MR Arthrogram shows small articular sided tear supraspinatus, otherwise normal

She consulted with orthopedics.
She had a shoulder arthroscopy done. The supraspinatus was not repaired. The anterior labrum had a small tear and that was shaved. She had a subacromial decompression and the coracoid process was shaved down.
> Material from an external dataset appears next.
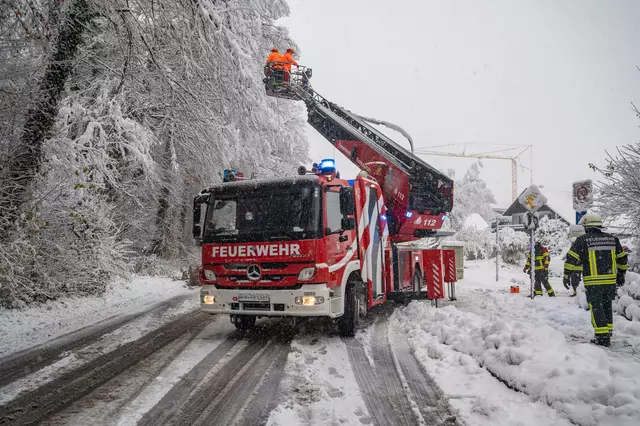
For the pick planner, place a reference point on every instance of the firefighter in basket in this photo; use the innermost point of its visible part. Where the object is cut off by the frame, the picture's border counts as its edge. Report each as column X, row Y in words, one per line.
column 274, row 70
She slowly progressed in activity after surgery over the course of several weeks.
She has continued with PT and has laid off on the heavy lifting.
She has been participating in practices without pain and has full, pain-free range of motion.
She can “high five” without difficulty.

Author's Comments:
Coracoid Impingement
Occurs when the subscapularis tendon impinges between the lesser tuberosity of the humerus and the coracoid.
Exacerbated by activities that involve forward flexion and medial rotation.
Ultrasound may be utilized as a tool to objectively measure the coracohumeral interval, the distance between the lesser tuberosity of the humerus and the coracoid process while the arm is adducted across the chest (narrower with impingement,

Dines DM, Warren RF, Inglis AE and Pavlov H. The Coracoid Impingement Syndrome. J Bone Joint Surg 1990; 72-B:314-6.
Tracy MR, Trella TA, Nazarian LN, Tuohy CJ and Williams GR. Sonography of the Coracohumeral Interval: A Potential Technique for Diagnosing Coracoid Impingement. J Ultrasound Med 2010; 29:337-341.
Okoro T, Reddy VRM and Pimpelnarkar A. Coracoid Impingement Syndrome: A literature review. Curr Rev Musculoskelet Med. 2009 March; 2(1): 51-55.